Looking forward to some help regarding this issue.
P.S. We are using open AI chat completion API for our use case.
First, in regards to outputs that are not reproducible or reliable. You can use sampling parameters of the API to put the AI response on a course of answer generation of higher certainty:
"top_p": 0.5, "temperature": 0.5, ...
This will sample only from tokens within the highest certainty mass, and also will give more weight to tokens of more certainty.
Then, in the lack of expected AI understanding of input.
The AI model is stateless. Every input is independent.
You should leverage the messages format to the fullest, providing both a history of past user inputs and AI responses, and also injecting the retrieved knowledge in a way the AI would employ it. Here is an example:
system: You are a product ordering assistant for x company.
user: (what was previously said)
assistant: (the previous reply)
assistant: "Note to self: here’s information automatically retrieved from the knowledge base to help in answering the latest question: (injection)

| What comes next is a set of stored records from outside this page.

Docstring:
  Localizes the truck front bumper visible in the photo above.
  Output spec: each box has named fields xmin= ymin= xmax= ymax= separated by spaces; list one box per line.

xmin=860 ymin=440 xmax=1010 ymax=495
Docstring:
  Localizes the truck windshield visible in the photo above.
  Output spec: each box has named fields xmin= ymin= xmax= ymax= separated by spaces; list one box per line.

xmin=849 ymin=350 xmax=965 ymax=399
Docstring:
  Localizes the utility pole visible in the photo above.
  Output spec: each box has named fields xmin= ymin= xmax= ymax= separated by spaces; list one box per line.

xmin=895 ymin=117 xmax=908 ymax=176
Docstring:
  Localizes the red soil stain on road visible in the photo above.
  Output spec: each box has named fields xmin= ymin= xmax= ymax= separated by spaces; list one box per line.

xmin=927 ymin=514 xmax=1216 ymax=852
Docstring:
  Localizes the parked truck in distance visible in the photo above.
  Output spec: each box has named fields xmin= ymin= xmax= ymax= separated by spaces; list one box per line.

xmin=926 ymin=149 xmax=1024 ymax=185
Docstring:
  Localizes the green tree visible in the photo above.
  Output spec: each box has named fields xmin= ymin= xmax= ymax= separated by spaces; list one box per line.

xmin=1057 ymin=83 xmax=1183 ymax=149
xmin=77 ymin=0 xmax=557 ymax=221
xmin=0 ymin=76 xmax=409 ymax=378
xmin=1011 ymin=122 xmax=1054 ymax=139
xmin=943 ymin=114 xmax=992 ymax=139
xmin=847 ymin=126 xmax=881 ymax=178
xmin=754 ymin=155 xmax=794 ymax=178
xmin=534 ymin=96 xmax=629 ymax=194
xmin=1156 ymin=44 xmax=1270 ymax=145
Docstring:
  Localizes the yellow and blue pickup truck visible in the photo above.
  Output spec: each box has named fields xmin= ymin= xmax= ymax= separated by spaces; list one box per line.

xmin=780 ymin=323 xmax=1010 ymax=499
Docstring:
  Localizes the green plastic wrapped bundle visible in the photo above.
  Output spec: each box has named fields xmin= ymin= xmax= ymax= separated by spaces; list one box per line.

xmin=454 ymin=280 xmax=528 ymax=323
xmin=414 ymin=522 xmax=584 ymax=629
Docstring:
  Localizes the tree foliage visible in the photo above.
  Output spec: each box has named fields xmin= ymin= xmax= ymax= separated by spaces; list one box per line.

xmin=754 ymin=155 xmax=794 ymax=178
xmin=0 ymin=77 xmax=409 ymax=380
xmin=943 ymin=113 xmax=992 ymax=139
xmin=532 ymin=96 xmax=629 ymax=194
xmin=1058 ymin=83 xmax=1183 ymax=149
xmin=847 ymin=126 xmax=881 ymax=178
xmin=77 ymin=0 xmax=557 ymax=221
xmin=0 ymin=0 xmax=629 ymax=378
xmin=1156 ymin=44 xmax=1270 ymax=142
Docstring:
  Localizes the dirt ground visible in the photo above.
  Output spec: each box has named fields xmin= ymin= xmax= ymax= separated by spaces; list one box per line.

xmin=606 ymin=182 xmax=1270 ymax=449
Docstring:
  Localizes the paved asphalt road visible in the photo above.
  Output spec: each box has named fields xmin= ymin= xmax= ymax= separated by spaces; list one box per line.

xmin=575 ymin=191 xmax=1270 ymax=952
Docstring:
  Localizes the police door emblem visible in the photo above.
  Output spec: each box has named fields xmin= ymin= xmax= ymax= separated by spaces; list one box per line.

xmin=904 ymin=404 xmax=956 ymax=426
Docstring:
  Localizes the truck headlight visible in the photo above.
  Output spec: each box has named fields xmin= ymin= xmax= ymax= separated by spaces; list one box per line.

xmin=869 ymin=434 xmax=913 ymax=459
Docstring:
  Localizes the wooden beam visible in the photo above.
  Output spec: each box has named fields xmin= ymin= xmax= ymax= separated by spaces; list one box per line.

user: How much does a widget cost?
Two ways to maintain conversation context. Both involve temporarily storing the chat history for each session.
Use the Standalone Question. https://youtu.be/B5B4fF95J9s?si=U8t89ts_SdY6-uTZ Essentially, you use the chat history and new question to form a standalone question which, by definition, includes the context of the conversation.
Use the chat history. This takes up more tokens and thus costs more, but you could theoretically send the chat history along with each new question to the LLM so it always knows exactly the nature of the conversation. With the larger token windows now available, this route is far more feasible than it was in the past.
It sounds like you’ve been storing the chat history, but aren’t retrieving it and inserting it into the prompt in a way that is working?